I didn't feel the tube inside of me--except when it was being pulled out (squick...). But the stitches and adhesive where it exits the skin alternate between pinchy and itchy--especially as my body was healing and the wound started to dry up. In addition, my drains all ran out the side of my body, so they were near the ribs and would prevent me from turning on my side in bed or otherwise. Mostly they just impede movement in general, and that is why it's so amazing to have them pulled! Now I just have gauze taped over the wounds to absorb any extra leakage. Hopefully they'll heal up in a day or two.

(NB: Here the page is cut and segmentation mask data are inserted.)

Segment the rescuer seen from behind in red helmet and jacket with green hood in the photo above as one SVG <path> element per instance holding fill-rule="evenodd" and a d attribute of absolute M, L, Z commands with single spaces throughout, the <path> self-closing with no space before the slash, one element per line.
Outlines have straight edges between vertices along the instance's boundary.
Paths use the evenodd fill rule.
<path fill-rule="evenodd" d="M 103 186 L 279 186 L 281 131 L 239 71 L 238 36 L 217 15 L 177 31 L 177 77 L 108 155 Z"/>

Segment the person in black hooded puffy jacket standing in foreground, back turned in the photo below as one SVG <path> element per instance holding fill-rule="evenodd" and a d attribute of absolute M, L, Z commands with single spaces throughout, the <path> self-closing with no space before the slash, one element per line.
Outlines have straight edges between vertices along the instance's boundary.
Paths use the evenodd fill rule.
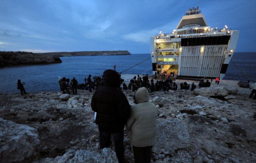
<path fill-rule="evenodd" d="M 125 162 L 124 126 L 130 116 L 130 104 L 124 93 L 118 89 L 120 86 L 118 72 L 105 70 L 103 79 L 104 86 L 99 87 L 91 99 L 91 108 L 97 112 L 95 122 L 100 133 L 100 148 L 108 148 L 113 135 L 118 162 Z"/>

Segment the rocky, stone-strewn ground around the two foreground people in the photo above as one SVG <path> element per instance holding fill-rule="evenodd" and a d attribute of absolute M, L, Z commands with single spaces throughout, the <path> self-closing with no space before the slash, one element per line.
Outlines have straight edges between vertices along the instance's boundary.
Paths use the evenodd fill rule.
<path fill-rule="evenodd" d="M 133 105 L 133 93 L 124 93 Z M 158 112 L 152 162 L 256 162 L 256 101 L 228 93 L 211 87 L 151 93 Z M 116 162 L 113 145 L 99 151 L 92 95 L 1 94 L 0 162 Z M 126 160 L 134 162 L 127 131 L 124 145 Z"/>

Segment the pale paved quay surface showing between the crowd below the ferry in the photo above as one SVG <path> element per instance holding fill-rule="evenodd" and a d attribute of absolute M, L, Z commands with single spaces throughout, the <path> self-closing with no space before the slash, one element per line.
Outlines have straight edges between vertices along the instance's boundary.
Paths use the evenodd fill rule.
<path fill-rule="evenodd" d="M 130 79 L 133 78 L 134 76 L 137 77 L 138 74 L 121 74 L 122 79 L 124 79 L 125 83 L 128 85 L 130 82 Z M 142 76 L 142 75 L 140 75 Z M 178 89 L 180 89 L 180 84 L 182 82 L 187 82 L 188 84 L 192 84 L 193 82 L 196 84 L 198 87 L 199 81 L 191 81 L 191 80 L 175 80 L 175 83 L 178 85 Z M 206 80 L 205 80 L 206 81 Z M 209 79 L 211 82 L 211 79 Z M 154 80 L 156 82 L 156 80 Z M 250 82 L 250 86 L 253 85 L 253 82 Z M 219 84 L 215 84 L 215 80 L 212 81 L 211 87 L 220 87 L 220 86 L 225 86 L 226 88 L 237 88 L 239 94 L 246 94 L 250 95 L 252 92 L 252 89 L 249 88 L 244 88 L 244 87 L 239 87 L 238 81 L 237 80 L 221 80 Z"/>

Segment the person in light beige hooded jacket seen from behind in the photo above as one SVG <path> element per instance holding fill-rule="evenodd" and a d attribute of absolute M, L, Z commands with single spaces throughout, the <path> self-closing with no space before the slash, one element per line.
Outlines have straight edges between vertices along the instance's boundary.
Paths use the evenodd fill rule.
<path fill-rule="evenodd" d="M 126 130 L 131 132 L 130 143 L 135 163 L 150 163 L 151 149 L 156 142 L 156 107 L 149 102 L 148 90 L 141 87 L 134 93 L 131 115 Z"/>

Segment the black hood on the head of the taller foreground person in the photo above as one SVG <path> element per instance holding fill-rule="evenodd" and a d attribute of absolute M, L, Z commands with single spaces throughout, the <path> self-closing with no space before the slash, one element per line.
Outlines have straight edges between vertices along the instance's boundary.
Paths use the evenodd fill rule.
<path fill-rule="evenodd" d="M 103 72 L 103 78 L 105 86 L 113 86 L 119 88 L 120 86 L 120 75 L 115 70 L 105 70 Z"/>

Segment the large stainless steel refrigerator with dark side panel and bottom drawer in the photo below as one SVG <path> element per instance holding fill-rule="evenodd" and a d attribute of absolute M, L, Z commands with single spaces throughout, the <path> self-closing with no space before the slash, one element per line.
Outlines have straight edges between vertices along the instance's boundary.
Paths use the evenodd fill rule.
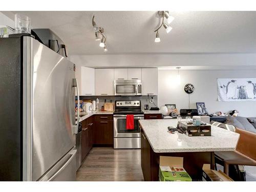
<path fill-rule="evenodd" d="M 76 180 L 76 89 L 67 58 L 31 36 L 0 38 L 0 180 Z"/>

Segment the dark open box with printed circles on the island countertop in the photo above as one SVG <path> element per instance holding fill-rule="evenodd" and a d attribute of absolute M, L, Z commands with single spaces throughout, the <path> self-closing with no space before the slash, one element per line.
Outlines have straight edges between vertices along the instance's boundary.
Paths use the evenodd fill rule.
<path fill-rule="evenodd" d="M 211 136 L 211 125 L 187 124 L 186 121 L 179 122 L 181 129 L 186 131 L 187 136 Z"/>

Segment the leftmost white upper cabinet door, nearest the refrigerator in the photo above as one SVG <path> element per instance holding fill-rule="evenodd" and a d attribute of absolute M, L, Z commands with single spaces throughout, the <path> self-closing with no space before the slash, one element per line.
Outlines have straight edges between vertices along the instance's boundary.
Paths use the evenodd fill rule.
<path fill-rule="evenodd" d="M 81 67 L 81 95 L 95 95 L 95 69 Z"/>

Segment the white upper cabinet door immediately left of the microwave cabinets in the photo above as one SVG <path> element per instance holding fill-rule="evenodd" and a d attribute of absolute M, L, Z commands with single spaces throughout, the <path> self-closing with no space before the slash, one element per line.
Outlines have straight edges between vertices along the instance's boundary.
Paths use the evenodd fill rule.
<path fill-rule="evenodd" d="M 95 95 L 114 95 L 114 69 L 95 69 Z"/>

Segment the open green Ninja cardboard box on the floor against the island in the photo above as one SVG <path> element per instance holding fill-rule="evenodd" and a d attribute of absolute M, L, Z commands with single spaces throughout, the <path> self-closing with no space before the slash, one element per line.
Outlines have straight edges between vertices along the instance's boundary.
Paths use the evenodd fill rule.
<path fill-rule="evenodd" d="M 159 181 L 192 181 L 183 168 L 183 157 L 160 156 Z"/>

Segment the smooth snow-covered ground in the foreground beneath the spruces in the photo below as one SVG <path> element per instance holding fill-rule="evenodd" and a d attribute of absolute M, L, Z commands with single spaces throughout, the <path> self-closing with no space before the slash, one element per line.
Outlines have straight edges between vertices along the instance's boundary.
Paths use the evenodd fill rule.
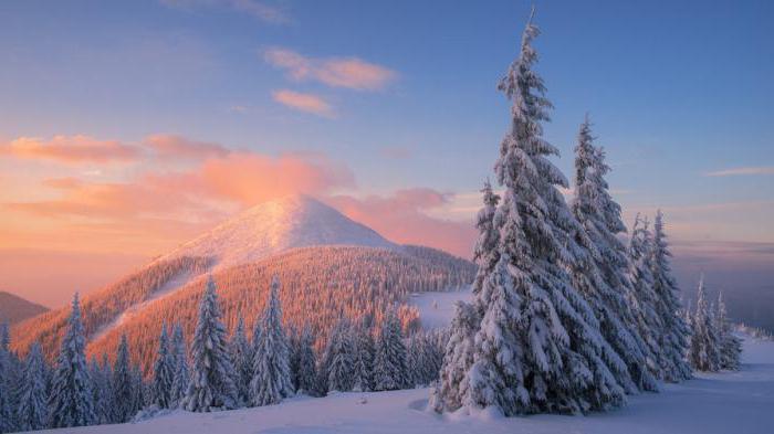
<path fill-rule="evenodd" d="M 626 407 L 589 416 L 496 419 L 440 416 L 425 410 L 427 389 L 296 398 L 280 405 L 222 413 L 177 411 L 148 421 L 57 432 L 87 433 L 602 433 L 764 434 L 774 432 L 774 342 L 745 339 L 740 372 L 700 374 Z"/>

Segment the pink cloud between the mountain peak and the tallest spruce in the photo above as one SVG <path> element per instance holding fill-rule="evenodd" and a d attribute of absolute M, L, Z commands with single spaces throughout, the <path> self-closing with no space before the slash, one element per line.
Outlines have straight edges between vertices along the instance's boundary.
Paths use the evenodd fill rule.
<path fill-rule="evenodd" d="M 453 194 L 415 188 L 364 199 L 335 195 L 327 201 L 348 218 L 391 241 L 428 245 L 461 257 L 470 257 L 475 240 L 472 214 L 468 221 L 428 215 L 428 212 L 443 207 L 452 199 Z"/>

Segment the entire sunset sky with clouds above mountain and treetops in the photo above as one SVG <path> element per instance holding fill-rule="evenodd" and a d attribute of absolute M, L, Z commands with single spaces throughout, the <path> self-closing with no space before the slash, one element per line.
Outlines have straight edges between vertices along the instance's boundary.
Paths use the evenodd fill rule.
<path fill-rule="evenodd" d="M 545 137 L 585 114 L 679 272 L 774 269 L 774 3 L 536 1 Z M 315 195 L 469 257 L 526 1 L 0 2 L 0 290 L 48 306 Z M 742 282 L 743 280 L 743 282 Z"/>

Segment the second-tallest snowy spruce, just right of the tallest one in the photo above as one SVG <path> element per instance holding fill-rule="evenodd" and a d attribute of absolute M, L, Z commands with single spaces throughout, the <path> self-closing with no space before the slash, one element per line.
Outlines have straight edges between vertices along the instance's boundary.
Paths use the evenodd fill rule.
<path fill-rule="evenodd" d="M 587 263 L 586 269 L 576 267 L 574 280 L 594 308 L 603 336 L 626 363 L 625 371 L 611 369 L 618 383 L 629 393 L 655 391 L 658 384 L 647 366 L 648 347 L 637 328 L 636 307 L 629 303 L 632 293 L 627 275 L 629 261 L 618 236 L 626 232 L 626 225 L 620 205 L 608 191 L 605 176 L 609 171 L 604 149 L 594 146 L 587 116 L 575 147 L 573 213 L 588 235 L 592 256 L 586 258 L 593 264 Z"/>

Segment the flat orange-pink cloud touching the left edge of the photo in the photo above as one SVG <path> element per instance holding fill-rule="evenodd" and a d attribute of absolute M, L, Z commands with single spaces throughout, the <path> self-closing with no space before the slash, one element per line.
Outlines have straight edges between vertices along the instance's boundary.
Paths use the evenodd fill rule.
<path fill-rule="evenodd" d="M 54 136 L 51 140 L 19 137 L 0 145 L 0 156 L 19 159 L 44 159 L 57 162 L 108 163 L 136 161 L 142 150 L 115 140 L 97 140 L 88 136 Z"/>

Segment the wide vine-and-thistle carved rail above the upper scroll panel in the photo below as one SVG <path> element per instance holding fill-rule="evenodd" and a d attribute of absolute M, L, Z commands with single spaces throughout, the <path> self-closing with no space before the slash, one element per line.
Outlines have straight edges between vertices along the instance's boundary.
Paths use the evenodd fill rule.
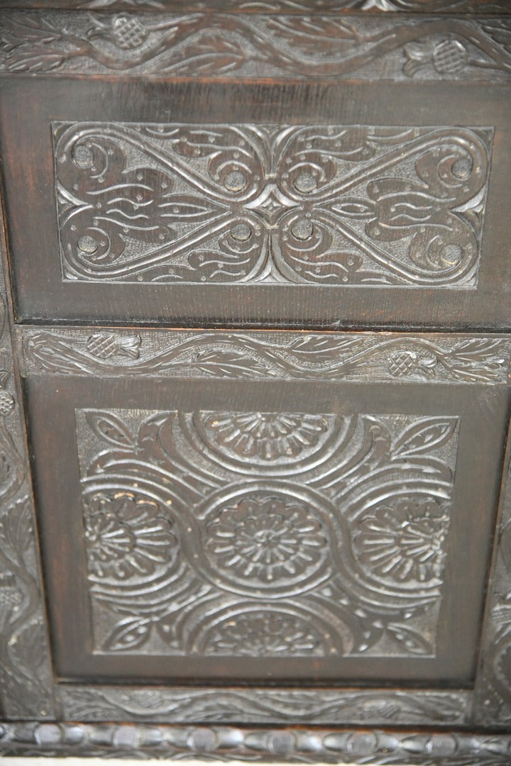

In addition to removing the drains, Dr. Kinney said nothing bad showed up in pathology (YAY!), and he showed me photos of the full capsules and intact implants that he removed. (If anyone wants to see the photos, I'm happy to share, but don't think I should put them up on a public blog in case people are grossed out by that kind of stuff.) The capsule (which is the scar tissue that forms around an implant) on my right (cancerous) side was a mess. The alloderm (cadaver tissue) that Dr. Sterkin used to make a big enough pocket to hold my implant on that side, since it had radiation, and the grafted fat did not take as they should, which is likely what led to the capsular contracture and extreme pain on that side. Seeing the mess of dead fat and alloderm taken out on that side made it pretty obvious why my chest is not flat but concave. It's essentially skin and scar tissue on top of muscle. Dr. Kinney also verified that the implants pressed in on my ribcage and that is responsible for the concavity and is not reparable (unless I did a flap surgery in the future). If I only knew then what I knew now...

In the week since surgery, I think the concavity has lessened somewhat. Either that or I have just gotten used to it. I'm able to start doing some gentle stretching to keep my shoulders loose, and in a few weeks I'll return to PT to see what I can do about releasing some of that scar tissue. I continue to be able to take big, deep breaths, which I didn't know I'd missed until I was able to do it again.

Finally, I asked about when I could return to biking. Dr. Kinney said that the biggest risk to me post-surgery is too much motion of my arms and chest area, which would increase fluid build-up and possibly require manual drainage. But biking doesn't use much arm motion (unless you're mountain biking, which I will refrain from for at least a little while), so he said I could bike whenever as long as I watched for any fluid build-up. Guess what I'm doing tonight... :)

After my appointment, Greg and I went to Bel Air for Taco Tuesdays. Tomorrow I return to work. I'm so glad I asked around for second opinions on surgery, and went ahead with the implant removal. It's not perfect, but I have confidence that it will be much better. And I'm pretty excited to only miss a week of biking. I don't think I'll be riding with the fast group for a few weeks, but I'm excited to get back on my bikes.


Thank you to friends who brought me delicious protein-heavy snacks, sent me beautiful flowers, kept me company on walks or chats, and who checked up on me by texting or messaging. You've helped heal my body as well as my mind. Now there's nothing holding me back. Onward and upward!